De la même manière, la façon dont on voit les sociétés africaines en Europe est encore très souvent marquée par des préjugés racistes, il faut le dire. Et quand on parle des sociétés africaines, on a tendance à utiliser des mots qu’on n’utilise que pour ces sociétés-là ; quand on parle d’ethnie, de tribu, c’est en fait lié à ces préjugés racistes, à la question de l’esclavage, à la colonisation. Je préfère utiliser des mots qui n’ont pas ces connotations liées au racisme.

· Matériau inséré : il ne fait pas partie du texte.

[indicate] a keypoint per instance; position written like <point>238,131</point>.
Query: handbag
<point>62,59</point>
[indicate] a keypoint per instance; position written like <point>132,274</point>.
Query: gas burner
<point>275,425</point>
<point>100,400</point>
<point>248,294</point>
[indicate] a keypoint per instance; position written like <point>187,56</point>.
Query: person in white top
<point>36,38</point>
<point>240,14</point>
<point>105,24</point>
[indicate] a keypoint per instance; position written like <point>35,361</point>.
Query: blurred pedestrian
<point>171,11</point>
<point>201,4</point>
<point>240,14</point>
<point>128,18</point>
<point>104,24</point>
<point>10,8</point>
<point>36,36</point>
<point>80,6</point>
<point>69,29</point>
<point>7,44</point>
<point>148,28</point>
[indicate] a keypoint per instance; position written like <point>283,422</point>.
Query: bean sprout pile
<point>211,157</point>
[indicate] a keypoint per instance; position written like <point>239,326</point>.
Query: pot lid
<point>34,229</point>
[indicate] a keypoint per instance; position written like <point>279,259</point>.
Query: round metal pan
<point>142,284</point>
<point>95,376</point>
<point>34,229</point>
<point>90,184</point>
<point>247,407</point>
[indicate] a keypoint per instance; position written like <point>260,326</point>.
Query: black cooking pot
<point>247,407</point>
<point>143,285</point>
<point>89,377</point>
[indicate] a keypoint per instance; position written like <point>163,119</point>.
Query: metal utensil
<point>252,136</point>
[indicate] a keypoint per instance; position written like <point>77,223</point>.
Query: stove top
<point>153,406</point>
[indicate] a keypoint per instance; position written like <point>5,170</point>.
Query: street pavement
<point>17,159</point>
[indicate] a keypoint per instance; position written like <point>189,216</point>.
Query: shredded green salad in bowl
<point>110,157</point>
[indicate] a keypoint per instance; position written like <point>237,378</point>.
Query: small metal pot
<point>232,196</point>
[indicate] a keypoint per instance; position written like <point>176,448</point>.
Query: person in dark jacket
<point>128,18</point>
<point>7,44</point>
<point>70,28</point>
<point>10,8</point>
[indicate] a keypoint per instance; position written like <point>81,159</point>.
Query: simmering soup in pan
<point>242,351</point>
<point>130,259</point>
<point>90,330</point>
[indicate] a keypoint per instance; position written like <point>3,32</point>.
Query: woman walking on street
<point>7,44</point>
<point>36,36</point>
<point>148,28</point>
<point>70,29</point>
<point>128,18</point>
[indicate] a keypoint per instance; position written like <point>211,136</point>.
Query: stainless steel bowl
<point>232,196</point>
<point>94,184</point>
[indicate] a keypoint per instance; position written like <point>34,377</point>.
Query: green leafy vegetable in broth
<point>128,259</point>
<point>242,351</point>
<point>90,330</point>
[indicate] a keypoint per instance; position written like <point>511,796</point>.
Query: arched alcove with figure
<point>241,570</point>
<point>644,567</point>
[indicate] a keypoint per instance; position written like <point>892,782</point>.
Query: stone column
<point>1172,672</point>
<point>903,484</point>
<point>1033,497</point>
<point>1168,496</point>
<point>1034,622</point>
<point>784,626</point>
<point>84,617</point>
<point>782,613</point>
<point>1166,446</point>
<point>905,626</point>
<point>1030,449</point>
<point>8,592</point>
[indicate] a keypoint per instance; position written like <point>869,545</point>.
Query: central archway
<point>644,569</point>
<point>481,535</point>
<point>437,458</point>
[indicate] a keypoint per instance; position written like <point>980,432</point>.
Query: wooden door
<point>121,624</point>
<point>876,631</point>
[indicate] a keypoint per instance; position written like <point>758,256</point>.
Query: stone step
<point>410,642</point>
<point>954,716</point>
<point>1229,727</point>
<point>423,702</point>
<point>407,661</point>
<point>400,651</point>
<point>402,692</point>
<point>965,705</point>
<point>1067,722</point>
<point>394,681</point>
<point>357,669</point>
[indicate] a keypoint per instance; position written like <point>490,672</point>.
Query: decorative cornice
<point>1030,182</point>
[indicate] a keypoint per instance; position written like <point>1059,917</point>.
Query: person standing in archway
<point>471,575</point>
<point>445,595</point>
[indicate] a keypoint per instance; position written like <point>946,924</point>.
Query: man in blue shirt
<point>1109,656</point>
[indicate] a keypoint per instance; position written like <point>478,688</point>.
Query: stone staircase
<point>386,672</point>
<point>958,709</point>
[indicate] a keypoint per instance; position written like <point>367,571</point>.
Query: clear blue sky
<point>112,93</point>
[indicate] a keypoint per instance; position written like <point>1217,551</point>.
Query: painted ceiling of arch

Sur la question du néocolonialisme, il y a une vraie question sur la manière dont on peut penser les relations qu’ont aujourd’hui la France et le Niger. Et si on est honnête avec soi-même, on ne peut pas se cacher que la colonisation a une grande part dans ce qui nous lie encore. Et qu’une partie des attitudes, des manières de penser des Français, qu’ils soient militaires ou pas, est encore liée à la colonisation et à la manière dont nous avons perçu les sociétés notamment du Niger pendant la colonisation. Je pense qu’en analysant concrètement et en acceptant de regarder ce passé violent, difficile en face, on peut peut-être arriver à dépasser cela et à construire d’autres relations entre nos deux pays. 

Studio Kalangou : Comment réveiller les sociétés, l’opinion publique pour un vrai changement dans nos sociétés actuelles et dans les relations Niger / France ?

Camille Lefebvre : « Par exemple, on pourrait parler de certains sujets qui sont très tabous ici, mais qui construisent encore les sociétés, notamment la question de l’esclavage, qui est une question qui perdure encore très fortement dans l’intérieur de la société nigérienne. Et accepter d’en parler et de regarder en face ce passé qui est douloureux pour beaucoup. Mais de dire, si on veut sortir un jour de ces relations qui sont marquées par l’esclavage, il va falloir mettre les choses sur la table et en parler. Je pense que c’est la même chose en France, il faut clairement que l’on affronte notre passé colonial, ce qui est encore très difficile, un grand nombre de gens sont nostalgiques ou alors n’admettent pas les horreurs qui ont été commises pendant la colonisation. Je pense que c’est pareil, il faut mettre les choses sur la table et affronter ce passé qui est douloureux et en parler. Et en parlant certaines choses se dénouent. Déjà, les gens qui ont été victimes sont reconnus comme victimes, et cela change les relations sociales qu’on peut avoir. J’espère qu’en France comme au Niger, les choses iront vers plus d’acceptation et de confrontation avec ce passé. 

Studio Kalangou : Comme vous avez eu le professeur Djibo Hamani, ici au Niger, qui vous a guidé dans vos recherches, comment pensez-vous, à votre tour, accompagner des étudiant(e)s nigérien(ne)s ?

Camille Lefebvre : En tout cas, j’aimerais faire honneur à tout ce qu’il a pu me donner… Il y a une communauté d’historiens avec lesquels j’ai énormément appris, avec lesquels le dialogue a toujours été extrêmement riche… J’espère que je pourrai accueillir des Nigériens et des Nigériennes qui voudraient venir aussi. Parce qu’un des grands enjeux, c’est aussi qu’une partie des archives qui concerne le Niger sont en France, et que il va falloir continuer à écrire cette histoire ensemble, et en faisant venir notamment des doctorants et des doctorantes pour qu’elles, qu’ils puissent aussi consulter les archives de leur pays qui sont en France.